The Ukip candidate David Hodgson has been missed off ballot papers delivered to the Whessoe polling district.
The council says 89 people who have voted so far are affected. The correct ballot papers have now been issued.
Ada Burns, Darlington Council chief executive, said:
“We have taken advice from the Electoral Commission and are confident that the election can go ahead as normal.
“The turnout so far has been excellent and the message is to keep voting.”
Ukip candidate David Hodgson, a lecturer, said:
“I learnt it myself ten minutes ago that my name has been missed off the papers – I don’t know if it’s across all of the wards because the info I got is very short at the moment.
“It’s shocking – absolutely terrible and inexcusable. I understand the Ukip office has been informed and will be lodging a protest.
“I don’t know what happenened but surely some law has been breached. I’ve not got a clue what happens now but I’m guessing the only way to resolve it is for it to be re-run.

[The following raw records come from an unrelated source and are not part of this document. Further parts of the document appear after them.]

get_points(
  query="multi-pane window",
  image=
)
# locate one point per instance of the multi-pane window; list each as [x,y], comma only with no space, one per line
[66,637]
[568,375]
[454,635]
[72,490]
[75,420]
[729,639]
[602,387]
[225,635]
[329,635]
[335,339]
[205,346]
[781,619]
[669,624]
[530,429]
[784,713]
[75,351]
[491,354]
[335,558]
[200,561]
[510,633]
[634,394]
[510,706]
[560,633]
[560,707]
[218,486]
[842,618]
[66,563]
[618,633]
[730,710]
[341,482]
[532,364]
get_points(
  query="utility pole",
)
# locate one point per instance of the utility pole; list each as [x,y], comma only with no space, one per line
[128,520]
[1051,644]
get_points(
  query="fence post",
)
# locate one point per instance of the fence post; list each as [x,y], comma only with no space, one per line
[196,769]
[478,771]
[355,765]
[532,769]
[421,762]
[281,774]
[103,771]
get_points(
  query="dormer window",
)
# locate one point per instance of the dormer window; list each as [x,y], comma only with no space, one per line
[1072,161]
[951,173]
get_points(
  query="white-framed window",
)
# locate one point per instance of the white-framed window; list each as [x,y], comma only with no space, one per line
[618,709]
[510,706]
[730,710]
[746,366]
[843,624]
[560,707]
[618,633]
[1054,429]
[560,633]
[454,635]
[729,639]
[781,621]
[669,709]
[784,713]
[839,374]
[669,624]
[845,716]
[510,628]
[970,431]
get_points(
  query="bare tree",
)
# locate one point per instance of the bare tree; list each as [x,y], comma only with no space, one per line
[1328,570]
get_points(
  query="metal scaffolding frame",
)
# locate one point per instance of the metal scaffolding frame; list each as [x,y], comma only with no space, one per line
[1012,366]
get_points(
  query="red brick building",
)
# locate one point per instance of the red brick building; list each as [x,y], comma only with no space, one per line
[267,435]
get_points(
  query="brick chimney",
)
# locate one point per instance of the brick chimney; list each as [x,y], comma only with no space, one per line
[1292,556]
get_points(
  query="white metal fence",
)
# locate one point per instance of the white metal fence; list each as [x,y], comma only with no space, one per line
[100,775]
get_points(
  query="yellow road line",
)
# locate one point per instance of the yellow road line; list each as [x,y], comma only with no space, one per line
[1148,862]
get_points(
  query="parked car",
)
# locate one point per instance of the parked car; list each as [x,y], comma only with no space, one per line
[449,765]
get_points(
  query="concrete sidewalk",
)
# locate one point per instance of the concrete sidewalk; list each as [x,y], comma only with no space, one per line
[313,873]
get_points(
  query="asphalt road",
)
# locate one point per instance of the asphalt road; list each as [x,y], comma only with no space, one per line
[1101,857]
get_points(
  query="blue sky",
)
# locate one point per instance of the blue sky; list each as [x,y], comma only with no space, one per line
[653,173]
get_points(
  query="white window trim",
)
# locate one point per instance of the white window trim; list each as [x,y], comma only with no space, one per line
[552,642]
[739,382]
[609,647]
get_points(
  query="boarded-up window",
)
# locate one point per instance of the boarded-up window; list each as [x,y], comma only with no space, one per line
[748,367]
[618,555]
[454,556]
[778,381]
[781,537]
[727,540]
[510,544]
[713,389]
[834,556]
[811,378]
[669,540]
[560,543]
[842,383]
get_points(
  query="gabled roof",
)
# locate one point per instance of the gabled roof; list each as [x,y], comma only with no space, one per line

“I’m working at the moment and it’s knocked me sick but I cant walk out on my class.”
Labour candidate Jenny Chapman said he had been briefed about the problem.
“I’m furious and I understand completely how Mr Hodgson feels,” she added.
Darlington Borough Council leader Bill Dixon said he was unaware of any problems.
He said the postal votes went out several weeks ago without any issues, and these ballot papers were printed at the same time as those for people voting in person.
A spokeswoman for Darlington Borough Council said voting in the general and local elections was continuing as normal but that the name of one candidate, David Hodgson (UKIP) had been missed off ballot papers issued to one polling station in the borough.
“Approximately 89 ballot papers (0.1% of the total number of ballot papers printed) had been issued, but as soon as the issue was identified, corrected ballot papers were issued to the polling station concerned,” she said.
Due to doubts that all 89 would be contactable the council has chosen the second option. If the 89 votes are critical to the result at the end of the polling a petition challenging the outcome could be mounted and considered by a court of law.